The similarities between David Fincher’s American film thriller Gone Girl, based on a book of the same name, and the (temporary) disappearance of mystery novelist Agatha Christie in 1926 are uncanny.
According to a report in The Independent, the plot is very similar. "The unfaithful husband who wants a divorce. The clever, well-known wife, beloved by the public. The strange, misleading clues. A money belt stuffed full of cash. Headline news. Thousands of volunteers helping with the search. The sudden reappearance and the public thanks from the loving couple.."
The report notes that Nick and Amy Dunne's story is very similar to Agatha Christie and her husband Archie.
Right after the release of her book ‘The Murder of Roger Ackroyd’, Christie reportedly staged her own disappearance for 11 days.
Given that Gillian Flynn cites Agatha Christie as the crime novelist she most admires, it won't be very surprising to know that she was inspired by the author's story.
Here's a look at some of the parallels:
The unfaithful husband:
Gone Girl: On the day Amy disappeared, Nick is about to ask her for a divorce having fallen for a his 23-year-old student Andie. Nick was the unfaithful husband, Amy was the very public inspiration for 'Amazing Amy', a much loved children's series authored by her parents.
Agatha Christie: As we all know, while Amy was a character, Christie was a creator of much loved characters. And like Amy's husband Nick, Archie was the unfaithful husband. Christie disappeared right after her husband had told her that their trial reconciliation had failed. He wanted to divorce her to marry his mistress, a younger woman named Nancy Neele.
Agatha Christie: Christie’s behavior was pegged as a stunt to avenge her husband leaving her for another woman. Jared Cade, author of Agatha Christie and the Eleven Missing Days, says her primary motive was: "She wanted to disrupt his weekend with Nancy Neele and make him suffer, although she still adored him."
Gone Girl: Amy Dunne wanted to teach her husband a lesson and publicly shame him through her disappearance. Except of course because this is fiction, her intentions are far more well... psychotic. She just didn't want to destroy Nick's weekend, she also wanted him to frame him for her 'death' so that he would be tried and executed. (As the film keeps telling us, Missouri has the death penalty)
Gone Girl: In the movie, Amy stages a 'mopped up' crime scene and drives off in a car. She abandons her wallet on the banks of Mississippi River. She bleeds herself, squirts blood on to the floor and hastily mops it up to make it look as though she has been attacked. She also plants various 'clues' - one of which was a burnt diary describing her husband Nick as violent and aggressive - in a carefully composed treasure hunt for the police.
Agatha Christie: Agatha Christie drove off from her house in Berkshire and abandoned her car, lights on, containing a bag of clothes and an out-of-date driving licence. The author left mysterious letters before leaving. She sent one to her brother-in-law saying she was going on holiday. Another was sent to the local police constable, claiming she feared for her life.

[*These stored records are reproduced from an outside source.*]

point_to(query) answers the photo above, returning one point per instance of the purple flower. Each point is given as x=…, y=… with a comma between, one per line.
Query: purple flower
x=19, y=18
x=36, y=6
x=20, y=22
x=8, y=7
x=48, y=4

Gone Girl: 40 days after her disappearance, Amy chose to return to husband Nick, telling the police she had been kidnapped. Amy claims she is pregnant and the couple remain married. However, the husband, by then knows the wife is a psychopath and we don't know what happens later.
Agatha Christie: Christie was found in a hotel, 11 days into her disappearance. She also called herself by the surname of her husband’s mistress – Neele. Archie officially reported it as amnesia and the couple never spoke of the disappearance again. A year later the couple divorced and Archie married Nancy Neele, while Agatha went on to marry archaeologist Max Mallowan.